Estamos en tiempo de gracia. El compasivo nos conduce a manantiales de agua. El Señor consuela a su pueblo y se compadece de los desamparados como una madre que no se olvida de su criatura. Y es así aunque nosotros lo abandonemos, como hacemos en tantas ocasiones. Él es clemente y misericordioso por encima de todo. Él también actúa en nosotros, del mismo modo que su Padre actúa en nosotros. En una actuación de suave misericordia. Ay, pero esta es precisamente la razón por la que tantos buscaban matarlo y siguen a sus anchas en esa misma inquisición. Él solo hace lo que ve hacer al Padre, por eso tantos y tantos le perseguimos hasta levantarlo clavado en la cruz. Las razones de su justicia misericordiosa son las mismas que nos lanzan contra él. No queremos misericordia ni consuelo ni ser librados del pecado. Somos dioses, y no necesitamos de Dios. No queremos oír su voz. No queremos que nos camele con eso del pecado. No queremos tener dios ninguno por encima de nosotros mismos y de nuestra gente guapa que con tanta fuerza nos atrae a sus propios entretenimientos, alejándonos del espectáculo de la cruz.

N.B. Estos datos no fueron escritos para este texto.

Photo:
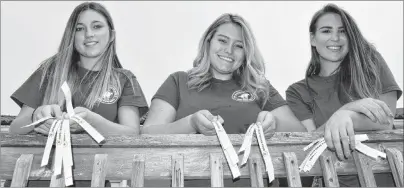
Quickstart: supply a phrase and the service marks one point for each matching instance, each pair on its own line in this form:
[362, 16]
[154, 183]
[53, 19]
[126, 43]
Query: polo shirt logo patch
[243, 96]
[110, 96]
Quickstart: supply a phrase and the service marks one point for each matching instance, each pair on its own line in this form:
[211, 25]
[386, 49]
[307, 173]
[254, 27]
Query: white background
[155, 39]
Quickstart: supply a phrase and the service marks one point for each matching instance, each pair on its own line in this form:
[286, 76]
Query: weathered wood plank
[177, 172]
[138, 170]
[395, 158]
[21, 170]
[184, 140]
[158, 162]
[255, 170]
[329, 173]
[216, 170]
[292, 169]
[365, 173]
[99, 170]
[56, 181]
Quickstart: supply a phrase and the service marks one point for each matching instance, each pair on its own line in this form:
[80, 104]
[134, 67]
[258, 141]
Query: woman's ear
[312, 39]
[112, 36]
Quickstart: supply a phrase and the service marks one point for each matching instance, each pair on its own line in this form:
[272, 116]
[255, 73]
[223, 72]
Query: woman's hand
[374, 109]
[267, 121]
[46, 111]
[83, 113]
[201, 121]
[339, 129]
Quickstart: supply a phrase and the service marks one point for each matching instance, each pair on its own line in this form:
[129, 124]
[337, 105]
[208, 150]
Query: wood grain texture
[255, 170]
[177, 170]
[22, 170]
[329, 173]
[216, 170]
[99, 170]
[292, 169]
[158, 162]
[364, 166]
[138, 170]
[184, 140]
[395, 158]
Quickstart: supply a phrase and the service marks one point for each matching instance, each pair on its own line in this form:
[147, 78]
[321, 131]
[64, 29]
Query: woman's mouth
[228, 59]
[92, 43]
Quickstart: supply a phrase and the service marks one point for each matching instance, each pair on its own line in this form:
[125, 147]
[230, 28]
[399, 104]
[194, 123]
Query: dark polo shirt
[32, 95]
[325, 100]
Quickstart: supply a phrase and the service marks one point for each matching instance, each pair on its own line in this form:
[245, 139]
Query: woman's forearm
[106, 127]
[16, 126]
[181, 126]
[363, 123]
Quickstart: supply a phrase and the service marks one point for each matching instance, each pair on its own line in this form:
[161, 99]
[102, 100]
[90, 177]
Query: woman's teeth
[334, 47]
[90, 43]
[226, 58]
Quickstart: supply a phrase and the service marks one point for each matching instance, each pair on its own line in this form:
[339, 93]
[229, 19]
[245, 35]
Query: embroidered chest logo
[110, 96]
[243, 96]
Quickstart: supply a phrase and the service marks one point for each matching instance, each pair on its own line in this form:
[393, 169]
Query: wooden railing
[176, 158]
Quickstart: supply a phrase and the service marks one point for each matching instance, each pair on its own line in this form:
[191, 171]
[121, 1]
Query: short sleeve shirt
[238, 108]
[325, 99]
[31, 94]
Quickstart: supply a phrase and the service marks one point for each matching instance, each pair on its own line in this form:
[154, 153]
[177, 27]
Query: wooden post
[216, 170]
[292, 169]
[365, 173]
[138, 165]
[177, 170]
[395, 158]
[22, 170]
[329, 173]
[254, 166]
[99, 170]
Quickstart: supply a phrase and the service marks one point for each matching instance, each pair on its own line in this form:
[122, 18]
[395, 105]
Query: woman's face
[92, 34]
[330, 39]
[226, 51]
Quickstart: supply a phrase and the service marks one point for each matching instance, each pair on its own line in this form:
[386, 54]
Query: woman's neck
[328, 68]
[90, 63]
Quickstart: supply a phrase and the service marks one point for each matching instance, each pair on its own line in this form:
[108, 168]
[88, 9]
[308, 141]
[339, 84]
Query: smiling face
[330, 39]
[92, 34]
[226, 51]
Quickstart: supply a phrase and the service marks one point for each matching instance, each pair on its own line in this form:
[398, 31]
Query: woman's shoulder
[299, 86]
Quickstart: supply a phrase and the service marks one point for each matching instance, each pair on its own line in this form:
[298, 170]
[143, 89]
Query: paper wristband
[67, 150]
[89, 129]
[66, 91]
[38, 121]
[312, 144]
[67, 155]
[247, 141]
[311, 153]
[59, 149]
[265, 152]
[49, 142]
[226, 143]
[249, 133]
[232, 164]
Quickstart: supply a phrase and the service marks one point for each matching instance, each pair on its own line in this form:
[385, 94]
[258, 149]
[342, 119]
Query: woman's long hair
[64, 64]
[250, 75]
[358, 74]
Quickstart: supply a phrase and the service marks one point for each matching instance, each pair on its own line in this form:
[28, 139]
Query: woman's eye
[97, 26]
[326, 31]
[239, 46]
[222, 40]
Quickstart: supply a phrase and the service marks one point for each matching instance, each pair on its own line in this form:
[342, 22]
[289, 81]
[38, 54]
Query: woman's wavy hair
[63, 65]
[358, 73]
[250, 75]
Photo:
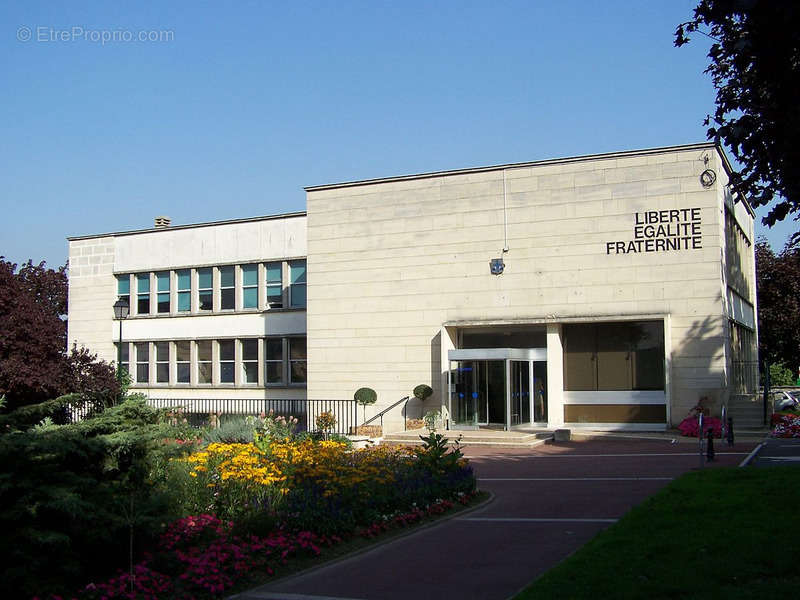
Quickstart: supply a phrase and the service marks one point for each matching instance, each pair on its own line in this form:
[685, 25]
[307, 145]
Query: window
[227, 288]
[162, 291]
[143, 294]
[124, 358]
[227, 359]
[273, 351]
[124, 288]
[274, 286]
[249, 361]
[142, 362]
[297, 283]
[205, 289]
[249, 286]
[184, 277]
[183, 361]
[297, 360]
[204, 361]
[162, 362]
[614, 356]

Mas la suave suasión con la que atrae nuestra libertad desde el trono inaudito de la cruz nos deja vibrantes, temblorosos de emoción. Voluntariamente nos sentamos bajo ella para contemplar la ternura de Dios. ¿Recordáis aquella pintura en la que el brazo amoroso de Jesús se suelta del clavo para abrazar a san Bernardo, que tiene sus ojos arrobados por la torrentera de sus lágrimas? Lágrimas de amor de quien deja que su voluntaria libertad corra a encontrarse con esa figura en carne muriente que nos dona la certeza de nuestra imagen y semejanza. Tal era el designio —el único designio— del Dios Trino.